I am trying to pull data from this url https://99airdrops.com/page/1/.
The code I have written is below.
import requests
from bs4 import BeautifulSoup
url_str = 'https://99airdrops.com/page/1/'
page = requests.get(url_str, headers={'User-Agent': 'Mozilla Firefox'})
# soup = BeautifulSoup(page.text, 'lxml')
soup = BeautifulSoup(page.text, 'html.parser')
# print(soup.prettify())
print(len(soup.findAll('div')))
print(soup.find('div', class_='title'))
My issue is the line print(len(soup.findAll('div')))
is only returning 23, and the line print(soup.find('div', class_='title'))
prints None
. The find command isn't finding the div element with class_='title'
even though there are multiple instances, and the div element is nested deeply in the html page but this has never caused me issues before.
I've tried using the lxml
and html.parser
, but neither is returning all the div elements.
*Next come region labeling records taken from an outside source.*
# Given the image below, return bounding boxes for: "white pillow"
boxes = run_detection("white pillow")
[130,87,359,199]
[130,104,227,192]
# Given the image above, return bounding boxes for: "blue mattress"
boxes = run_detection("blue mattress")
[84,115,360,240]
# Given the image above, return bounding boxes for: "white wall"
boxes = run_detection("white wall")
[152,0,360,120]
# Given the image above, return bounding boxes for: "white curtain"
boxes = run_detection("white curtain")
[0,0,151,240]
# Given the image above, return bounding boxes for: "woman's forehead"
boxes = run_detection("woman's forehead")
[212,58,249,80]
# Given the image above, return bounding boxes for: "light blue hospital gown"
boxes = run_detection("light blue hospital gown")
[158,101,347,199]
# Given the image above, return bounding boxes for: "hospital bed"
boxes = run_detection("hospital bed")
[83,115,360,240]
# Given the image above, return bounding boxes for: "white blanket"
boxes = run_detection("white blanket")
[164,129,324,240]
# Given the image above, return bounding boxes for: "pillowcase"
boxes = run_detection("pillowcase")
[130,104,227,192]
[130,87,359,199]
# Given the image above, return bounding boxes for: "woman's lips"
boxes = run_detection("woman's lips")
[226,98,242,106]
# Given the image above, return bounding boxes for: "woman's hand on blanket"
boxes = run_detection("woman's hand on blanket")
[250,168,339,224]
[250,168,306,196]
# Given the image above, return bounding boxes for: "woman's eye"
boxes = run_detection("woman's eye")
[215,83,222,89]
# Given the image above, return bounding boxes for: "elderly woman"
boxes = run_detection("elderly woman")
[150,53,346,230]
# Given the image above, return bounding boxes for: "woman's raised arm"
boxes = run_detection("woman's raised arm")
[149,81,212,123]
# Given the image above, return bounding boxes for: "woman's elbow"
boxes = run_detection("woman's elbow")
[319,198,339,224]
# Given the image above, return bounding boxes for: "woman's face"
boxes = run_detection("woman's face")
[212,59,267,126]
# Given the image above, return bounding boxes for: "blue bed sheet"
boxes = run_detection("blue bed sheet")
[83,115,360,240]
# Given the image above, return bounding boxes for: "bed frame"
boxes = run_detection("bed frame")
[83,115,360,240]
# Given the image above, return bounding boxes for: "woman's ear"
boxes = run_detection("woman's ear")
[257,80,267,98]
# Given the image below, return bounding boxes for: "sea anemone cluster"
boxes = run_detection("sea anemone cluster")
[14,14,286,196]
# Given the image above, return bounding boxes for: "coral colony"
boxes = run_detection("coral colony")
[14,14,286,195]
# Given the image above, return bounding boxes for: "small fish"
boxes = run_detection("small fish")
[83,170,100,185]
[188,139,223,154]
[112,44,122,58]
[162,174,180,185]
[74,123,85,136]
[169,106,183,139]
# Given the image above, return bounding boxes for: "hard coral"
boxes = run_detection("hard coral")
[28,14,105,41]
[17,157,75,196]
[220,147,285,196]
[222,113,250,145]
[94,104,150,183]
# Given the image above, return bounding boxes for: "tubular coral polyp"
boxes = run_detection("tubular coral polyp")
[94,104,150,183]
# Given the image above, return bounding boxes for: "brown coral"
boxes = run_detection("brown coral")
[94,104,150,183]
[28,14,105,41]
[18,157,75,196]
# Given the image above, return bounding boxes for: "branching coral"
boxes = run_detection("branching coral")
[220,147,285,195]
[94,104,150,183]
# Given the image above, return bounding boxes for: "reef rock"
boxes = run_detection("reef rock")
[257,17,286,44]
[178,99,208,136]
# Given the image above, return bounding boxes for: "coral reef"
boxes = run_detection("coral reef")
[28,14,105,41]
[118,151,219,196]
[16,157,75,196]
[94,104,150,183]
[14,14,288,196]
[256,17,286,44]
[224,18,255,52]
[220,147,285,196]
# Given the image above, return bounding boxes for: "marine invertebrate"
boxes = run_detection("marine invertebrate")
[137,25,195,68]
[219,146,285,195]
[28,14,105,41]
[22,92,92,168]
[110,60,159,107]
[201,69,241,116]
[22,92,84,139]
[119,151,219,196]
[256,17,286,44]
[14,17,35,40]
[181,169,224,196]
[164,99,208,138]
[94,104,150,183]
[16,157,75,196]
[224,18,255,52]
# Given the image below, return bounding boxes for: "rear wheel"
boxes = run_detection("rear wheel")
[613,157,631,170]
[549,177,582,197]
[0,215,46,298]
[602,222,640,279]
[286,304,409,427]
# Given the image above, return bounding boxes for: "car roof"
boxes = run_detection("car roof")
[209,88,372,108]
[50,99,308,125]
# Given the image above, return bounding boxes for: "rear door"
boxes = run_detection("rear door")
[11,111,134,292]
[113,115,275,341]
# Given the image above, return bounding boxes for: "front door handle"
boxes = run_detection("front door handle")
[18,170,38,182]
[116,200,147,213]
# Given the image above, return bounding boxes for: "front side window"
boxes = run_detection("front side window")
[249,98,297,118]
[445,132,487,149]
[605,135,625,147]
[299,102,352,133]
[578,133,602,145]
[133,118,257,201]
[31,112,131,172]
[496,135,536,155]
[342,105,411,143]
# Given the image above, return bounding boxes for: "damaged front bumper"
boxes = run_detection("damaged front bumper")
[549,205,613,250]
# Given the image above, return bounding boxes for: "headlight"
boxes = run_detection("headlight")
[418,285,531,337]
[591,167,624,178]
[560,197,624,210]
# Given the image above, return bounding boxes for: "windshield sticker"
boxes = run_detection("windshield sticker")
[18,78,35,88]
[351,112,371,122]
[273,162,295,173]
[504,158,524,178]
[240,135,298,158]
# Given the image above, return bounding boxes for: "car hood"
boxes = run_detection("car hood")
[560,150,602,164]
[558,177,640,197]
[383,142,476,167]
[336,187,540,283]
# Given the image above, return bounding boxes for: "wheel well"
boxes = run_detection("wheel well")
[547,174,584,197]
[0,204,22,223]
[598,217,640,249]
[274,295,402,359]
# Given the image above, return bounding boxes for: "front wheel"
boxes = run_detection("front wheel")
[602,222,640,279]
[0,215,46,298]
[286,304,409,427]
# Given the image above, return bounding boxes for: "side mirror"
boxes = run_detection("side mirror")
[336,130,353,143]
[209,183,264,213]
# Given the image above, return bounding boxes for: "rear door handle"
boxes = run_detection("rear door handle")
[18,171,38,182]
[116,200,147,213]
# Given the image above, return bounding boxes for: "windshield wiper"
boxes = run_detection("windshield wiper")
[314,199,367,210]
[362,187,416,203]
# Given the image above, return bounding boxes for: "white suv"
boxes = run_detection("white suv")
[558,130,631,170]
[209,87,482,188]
I also tried writing the html to a file, reading it in, and then running BeautifulSoup with it but I got the same results. Could someone tell me what the issue is here?
I also tried the suggestions here Beautiful Soup - `findAll` not capturing all tags in SVG (`ElementTree` does) to update my lxml package but I run into the same issue still.
I also tried the solutions here BeautifulSoup doesn't find correctly parsed elements with no luck.